- Rotimi Jaiyeola Olagunju1, Henry Kelechi Uroh2, Evurulobi Ezenwoke Ishmael3, Onyinyechi Godslove Ibegbu4
- DOI: 10.5281/zenodo.18833697
- GAS Journal of Arts Humanities and Social Sciences (GASJAHSS)
Brazil’s Gov.br platform sits at the center of a rapidly expanding federal digital government agenda, raising a key inclusion question: does digitalization reduce access barriers to public services, or does it relocate exclusion into new digital bottlenecks? This study evaluates “barrier relocation” by identifying which factors best predict citizens’ difficulty completing Gov.br-enabled federal public services.
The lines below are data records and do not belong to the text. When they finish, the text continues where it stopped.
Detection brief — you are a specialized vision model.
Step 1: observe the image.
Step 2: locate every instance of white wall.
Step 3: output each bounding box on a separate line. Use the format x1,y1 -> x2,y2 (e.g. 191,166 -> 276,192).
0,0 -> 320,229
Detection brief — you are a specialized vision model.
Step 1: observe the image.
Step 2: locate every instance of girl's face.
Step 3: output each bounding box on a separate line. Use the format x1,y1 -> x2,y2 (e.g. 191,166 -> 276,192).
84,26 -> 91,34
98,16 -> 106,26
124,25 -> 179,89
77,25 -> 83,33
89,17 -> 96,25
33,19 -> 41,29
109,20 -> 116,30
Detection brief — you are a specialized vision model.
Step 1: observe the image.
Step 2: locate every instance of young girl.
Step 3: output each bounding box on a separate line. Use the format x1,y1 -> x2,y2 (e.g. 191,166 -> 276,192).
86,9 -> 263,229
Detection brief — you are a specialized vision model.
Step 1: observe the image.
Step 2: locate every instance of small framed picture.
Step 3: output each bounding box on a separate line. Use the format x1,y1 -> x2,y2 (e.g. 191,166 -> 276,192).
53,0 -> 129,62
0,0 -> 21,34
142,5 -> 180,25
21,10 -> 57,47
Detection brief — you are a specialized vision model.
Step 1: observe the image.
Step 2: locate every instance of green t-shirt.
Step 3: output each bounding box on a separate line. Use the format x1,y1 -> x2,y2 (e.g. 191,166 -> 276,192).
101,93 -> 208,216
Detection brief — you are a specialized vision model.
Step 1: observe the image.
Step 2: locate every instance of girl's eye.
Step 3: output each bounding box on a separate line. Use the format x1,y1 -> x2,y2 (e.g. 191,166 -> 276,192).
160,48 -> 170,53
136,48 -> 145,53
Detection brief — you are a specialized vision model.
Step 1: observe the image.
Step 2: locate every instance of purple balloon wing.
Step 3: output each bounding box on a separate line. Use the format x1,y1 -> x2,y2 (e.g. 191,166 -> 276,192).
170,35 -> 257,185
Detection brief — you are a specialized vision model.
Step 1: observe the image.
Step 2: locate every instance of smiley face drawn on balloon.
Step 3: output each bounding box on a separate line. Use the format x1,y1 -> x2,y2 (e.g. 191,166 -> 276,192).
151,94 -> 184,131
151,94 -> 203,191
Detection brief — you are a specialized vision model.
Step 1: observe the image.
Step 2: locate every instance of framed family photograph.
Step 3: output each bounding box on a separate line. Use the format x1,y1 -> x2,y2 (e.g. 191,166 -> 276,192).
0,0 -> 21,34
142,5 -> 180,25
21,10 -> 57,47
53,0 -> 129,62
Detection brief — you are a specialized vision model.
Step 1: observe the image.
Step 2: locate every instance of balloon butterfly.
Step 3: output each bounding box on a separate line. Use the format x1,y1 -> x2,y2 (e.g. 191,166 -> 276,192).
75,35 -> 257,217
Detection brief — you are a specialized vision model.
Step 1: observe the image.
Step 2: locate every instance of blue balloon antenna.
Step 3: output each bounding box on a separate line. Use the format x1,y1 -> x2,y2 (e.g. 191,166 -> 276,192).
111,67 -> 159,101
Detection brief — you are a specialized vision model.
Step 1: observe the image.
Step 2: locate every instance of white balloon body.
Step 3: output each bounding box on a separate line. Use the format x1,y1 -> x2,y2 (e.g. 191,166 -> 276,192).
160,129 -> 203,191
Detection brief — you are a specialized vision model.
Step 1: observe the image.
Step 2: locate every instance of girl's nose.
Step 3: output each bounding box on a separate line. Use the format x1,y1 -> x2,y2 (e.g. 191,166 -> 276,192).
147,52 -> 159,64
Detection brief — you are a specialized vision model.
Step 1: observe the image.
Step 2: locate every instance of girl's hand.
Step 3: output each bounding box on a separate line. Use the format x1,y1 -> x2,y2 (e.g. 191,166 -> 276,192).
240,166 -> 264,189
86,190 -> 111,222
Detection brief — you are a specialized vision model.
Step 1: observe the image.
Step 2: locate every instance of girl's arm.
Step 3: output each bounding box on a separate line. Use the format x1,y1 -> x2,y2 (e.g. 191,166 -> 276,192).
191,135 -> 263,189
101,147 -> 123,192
Using a mixed-mode survey with two components online self-reports by focal service users and community-based proxy reports for focal users whose attempts were observed or assisted the study measures four barrier domains: connectivity constraints, digital skills, documentation/identity-related constraints, and platform design/usability frictions. Logistic regression models estimate the independent association of each domain with reported difficulty, and average marginal effects translate results into probability changes for comparability. Across 1,204 cases, 31.7% reported difficulty, with higher difficulty in proxy-reported cases than online self-reports. In the fully adjusted model, connectivity constraints increased the odds of difficulty (OR = 1.38), while digital skills reduced it (OR = 0.62). Documentation/identity constraints (OR = 2.41) and platform friction (OR = 1.71) remained strong predictors net of connectivity and skills, indicating that digital government can shift barriers from physical access costs toward identity verification pathways, record consistency, and user experience. Marginal effects show documentation/identity constraints as the largest contributor (+11.9 percentage points), followed by platform friction (+6.3) and connectivity (+4.2), while higher skills reduce difficulty (−7.6). The findings imply that inclusion-oriented digital government reform requires a combined approach improving infrastructure and capability while strengthening identity recovery and record-correction pathways and reducing avoidable design friction so that platform centralization scales access rather than scaling exclusion.